It may have been a while but Oli Brown was back on the open road with his band to the delight of the crowd. Opening with ‘Thinking About Her’ it was straight into the blues, with the deeper notes complimenting the bass and that voice all combining to make it thrilling to watch from the start. Oli Brown has come a long way since his teenage years recording ‘Open Road’, his immense talent shines through from the opening notes of the set, he plays with such energy, passion and vibrancy in whatever style of music, and this is what makes him such a joy to watch live. With Kev Hickman on drums and Aaron Spiers on bass completing the band for the solo shows, they brought with them a more exuberant tone to the songs, and enhanced every note and hook played by Oli, who was a maestro on the guitar with the way he made it sound, be it soft or loud, delicate notes or killer riffs. With songs from across all 3 albums, there was a mixture to delight everyone there, with excellent versions of ‘Manic Bloom ‘and ‘Speechless’, to the fast paced country-blues ‘Evil Soul’ which has a skiffle influence, before it was on to ‘The Devil In Me’ with its delicious groove as the vocals glided through the song.

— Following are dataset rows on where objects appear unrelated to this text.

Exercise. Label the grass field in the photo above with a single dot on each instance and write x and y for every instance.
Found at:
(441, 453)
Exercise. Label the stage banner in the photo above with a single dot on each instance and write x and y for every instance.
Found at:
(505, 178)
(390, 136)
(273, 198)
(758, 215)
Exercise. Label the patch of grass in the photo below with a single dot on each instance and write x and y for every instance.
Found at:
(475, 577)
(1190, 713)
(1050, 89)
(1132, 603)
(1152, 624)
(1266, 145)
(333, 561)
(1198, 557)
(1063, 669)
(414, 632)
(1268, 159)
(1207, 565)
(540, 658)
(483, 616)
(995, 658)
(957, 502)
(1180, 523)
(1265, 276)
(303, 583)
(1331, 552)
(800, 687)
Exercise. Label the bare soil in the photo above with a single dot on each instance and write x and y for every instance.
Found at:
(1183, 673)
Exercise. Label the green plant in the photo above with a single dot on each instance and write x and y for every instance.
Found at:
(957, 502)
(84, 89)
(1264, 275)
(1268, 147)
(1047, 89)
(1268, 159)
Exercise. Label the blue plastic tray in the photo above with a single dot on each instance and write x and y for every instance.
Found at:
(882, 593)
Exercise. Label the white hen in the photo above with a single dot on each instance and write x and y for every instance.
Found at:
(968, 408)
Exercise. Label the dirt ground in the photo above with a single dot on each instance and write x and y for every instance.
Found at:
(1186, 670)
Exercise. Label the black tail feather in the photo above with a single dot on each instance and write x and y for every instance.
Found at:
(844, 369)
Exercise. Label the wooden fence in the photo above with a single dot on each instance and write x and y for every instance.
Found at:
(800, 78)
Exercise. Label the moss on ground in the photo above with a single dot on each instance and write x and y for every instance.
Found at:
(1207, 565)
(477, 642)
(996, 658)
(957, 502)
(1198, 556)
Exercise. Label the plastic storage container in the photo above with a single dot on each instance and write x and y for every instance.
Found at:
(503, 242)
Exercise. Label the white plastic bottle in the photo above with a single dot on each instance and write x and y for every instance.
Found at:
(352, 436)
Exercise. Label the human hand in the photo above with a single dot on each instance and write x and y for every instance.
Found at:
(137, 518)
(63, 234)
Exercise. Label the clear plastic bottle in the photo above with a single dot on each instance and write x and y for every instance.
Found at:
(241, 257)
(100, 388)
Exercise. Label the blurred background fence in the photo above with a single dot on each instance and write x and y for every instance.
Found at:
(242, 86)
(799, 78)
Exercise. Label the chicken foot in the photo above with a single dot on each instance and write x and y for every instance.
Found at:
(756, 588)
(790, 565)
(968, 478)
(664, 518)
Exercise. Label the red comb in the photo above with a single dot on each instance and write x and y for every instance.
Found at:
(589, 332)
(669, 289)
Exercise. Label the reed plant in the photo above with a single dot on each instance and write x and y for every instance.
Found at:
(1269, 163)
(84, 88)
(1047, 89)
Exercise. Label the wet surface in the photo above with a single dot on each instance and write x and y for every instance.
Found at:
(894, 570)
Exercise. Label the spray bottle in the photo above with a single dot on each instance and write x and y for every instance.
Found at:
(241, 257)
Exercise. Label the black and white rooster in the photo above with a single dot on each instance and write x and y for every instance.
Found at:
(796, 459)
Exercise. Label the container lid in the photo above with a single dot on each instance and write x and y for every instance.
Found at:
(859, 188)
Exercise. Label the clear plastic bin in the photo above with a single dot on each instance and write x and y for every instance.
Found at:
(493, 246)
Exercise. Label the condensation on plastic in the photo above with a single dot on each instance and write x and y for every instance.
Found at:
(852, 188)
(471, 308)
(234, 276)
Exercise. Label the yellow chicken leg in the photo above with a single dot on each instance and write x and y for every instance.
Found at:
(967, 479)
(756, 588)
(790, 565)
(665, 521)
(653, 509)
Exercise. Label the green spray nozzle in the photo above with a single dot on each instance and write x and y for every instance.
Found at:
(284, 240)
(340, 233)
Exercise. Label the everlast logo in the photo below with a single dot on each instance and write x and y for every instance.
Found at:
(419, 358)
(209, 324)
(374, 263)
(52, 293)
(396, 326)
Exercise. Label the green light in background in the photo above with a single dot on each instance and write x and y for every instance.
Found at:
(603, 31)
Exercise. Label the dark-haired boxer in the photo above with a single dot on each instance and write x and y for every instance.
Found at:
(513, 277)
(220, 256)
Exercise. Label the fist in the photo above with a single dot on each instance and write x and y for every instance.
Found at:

Then Oli remained alone on the stage to play a 3 song acoustic set, which was just absolutely stunning, this was a real goosebumps moment that left you rooted to the spot and totally bewitched by the performance. With just the guitar and that velvety voice, he weaved a spell with such a passionate performance, full of lyrics that tell a story you can connect with and ‘Easy Lover’ and ‘I’m In Over My Head’, although toned down, were in a way far more powerful. Then ‘Wasted Love’ was sung and it was just one of those wow moments, with Oli’s vocals soaring over the guitar, only someone with a heart of stone could fail to be moved by such a sublime and breathtaking performance.
Bringing the tone into a more upbeat tempo again ‘You Can Only Blame Yourself’ and ‘Love’s Gone Cold’ with its blues infused tone where every note was a joy to hear, as well as a superb bass solo which showcased the versatile skills of Aaron. The D’Angelo cover of ‘Brown Sugar’ with a more funky rhythm went down well with the crowd and ‘Mr Wilson’ had an extended guitar solo that came alive in the hands of Oli Brown and why he is one of the greatest guitarists of his generation. The very popular ‘Stone Cold (Roxanne)’ came to life in the venue as the crowd sang back “Roxanne” with equal enthusiasm and rounded off what had been a spectacular set.
With the crowd shouting for more it was left to ‘Black Betty’, which in the hands of the Oli Brown Band was a maelstrom of sound, with a monumental drum solo from Kev, that was measured, controlled and exciting to watch, and the band along with the crowd were making the most of the final song of the evening as the entire room reverberated to the sound of clapping and singing. Blues, Rock, Acoustic, Oli Brown was the master of them all at The Flowerpot and regardless of which genre was played, none of the music need a definition as it was quite simply a sensational live performance.